I don't quite understand the "Black Robin Hood" theory. May take me a few days or more reading or never. Is President Obama the greatest example of this theory? Admittedly I am white! [a fault that comes with privilege to ease it's pain] and I am considering getting an Obama tattoo for two reasons, first that he is awesome and second, [black] people wouldn't wonder if I was a closet racist!

My mom still wears her Obama hat everywhere she goes because before she had it she was [not afraid] intimidated I think by black people.

Los Angeles

O.C.

Lady Zora, Chauncey DeVega, and Gordon Gartrelle said...

@Anon 2--I love Artie. Sad he is having so many troubles with his latest suicide attempt. His book is great btw, all his fans should read it.

On Black Robin Hood, I don't get the allusion either.

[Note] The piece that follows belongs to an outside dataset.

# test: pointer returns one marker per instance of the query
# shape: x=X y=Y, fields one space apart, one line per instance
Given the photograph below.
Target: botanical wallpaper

My thoughts and suggestions for you? Read, read, and then read some more.

best.

cd

Cobb said...

Very specifically on Robin Hood:
The same period of history that brought real defense of civil rights for black Americans also brought a counter-cultural revolution. Some who thought their parents were the devil for being racist rebelled and rejected more of America than was wrong. Their naive idea to afflict the comfortable and comfort the afflicted was taken up by many Negroes on their way to being Black. And so there is a counter-cultural strain of Black Thought that persists today along with other sorts of hippie notions.

There are plenty of those countercultural ideas in all sorts of dysfunctional 'fight the power' politics in today's black partisans, and they have a sort of ghetto fabulous legitimacy. They are always outsiders looking at American power, and many of them fought Obama tooth and nail - like Jesse Jackson who wanted to "cut his nuts off".

They continue to be political anti-heroes and they continue to influence millions. Their province is Sherwood Forest in my metaphor for insiders and outsiders.